I can start with that, but I think Do already touched base on that earlier, I believe that, for instance, replicating what the savings account is giving today to normies, but in a decentralised fashion is something that is really powerful and a strong use case that is hopefully going to help a lot of people adopt the product that we are using ourselves today. I don’t think it’s easy to assess when mass adoption is going to happen. Honestly, we don’t have an answer.
I think the way things work today in the fast environment in which we are living everything could happen in less than 12 months but again I think there are a lot of different things that need to be taken into consideration to assess this properly.
I’m not too sure exactly when that’s going to happen. But we need to stop catering for it and that’s something we’ve already been doing for a few years now. We’ve been ready. We’ve been getting ready at XDEFI Wallet as are other projects like Terra.
In my opinion, DeFi is Wall St. Even in traditional finance it’s almost like paper ledger contracts are programmable, there’s a lot of really interesting instruments.
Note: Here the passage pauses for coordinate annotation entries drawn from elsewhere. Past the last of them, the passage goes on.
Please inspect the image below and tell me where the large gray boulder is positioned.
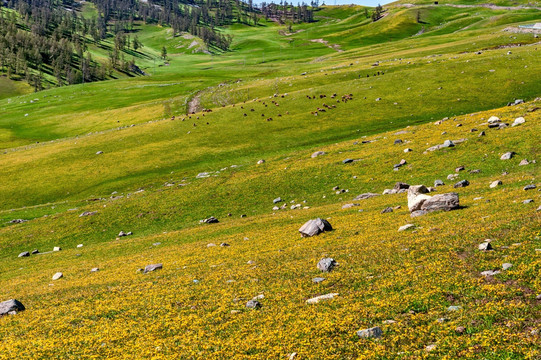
[299,218,332,237]
[421,193,460,212]
[317,258,338,272]
[357,326,383,339]
[353,193,379,200]
[408,185,430,212]
[0,299,25,316]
There’s a lot most people don’t know about because it doesn’t touch lives very often. The speculation and fast-paced growth of finance allows it to make productive capital very efficient.
Very simple user experiences like, let’s say, Robinhood or Transferwise are things that make the lives of people on a day-to-day basis. The really interesting thing is that if you look at Revolut or Transferwise at least in the very early days of both companies and at least until very recently, most of the FX operations of Transferwise was actually run by one company called Currencyfair. This company was performing all of the different tasks where different currencies could be pulled and then doing an easy FX conversion between say the British Pound and Korean Won in the background. So all these background apps were pretty front end with a bit of regulatory work that was done to do the heavy lifting of what Currencyfair was doing to retail users.
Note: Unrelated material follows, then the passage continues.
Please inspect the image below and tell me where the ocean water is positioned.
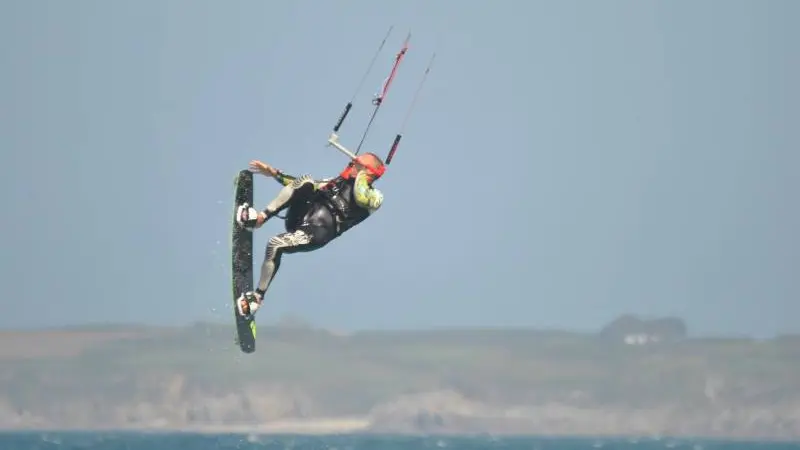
[0,432,800,450]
That’s the role that DeFi is going to play. I don’t expect to see a world where retail users need to learn how to interact with options contracts or learn how perpetual options rollover. That’s never going to happen nor should it. I think it’s going to distil into a few very simple and very powerful use cases that millions if not billions of users will get to use and I think the wallet would be the centrepiece that allows people to interact with these very simple and elegant use cases.
I could not agree more myself. Thank you Do for taking the time to chat. Equally, thanks Émile for taking the time to chat and making this possible. I hope everyone enjoyed the AMA. Hopefully, we’ll have more of these in the future. Thank you to you both and thanks to everyone in the audience for joining us.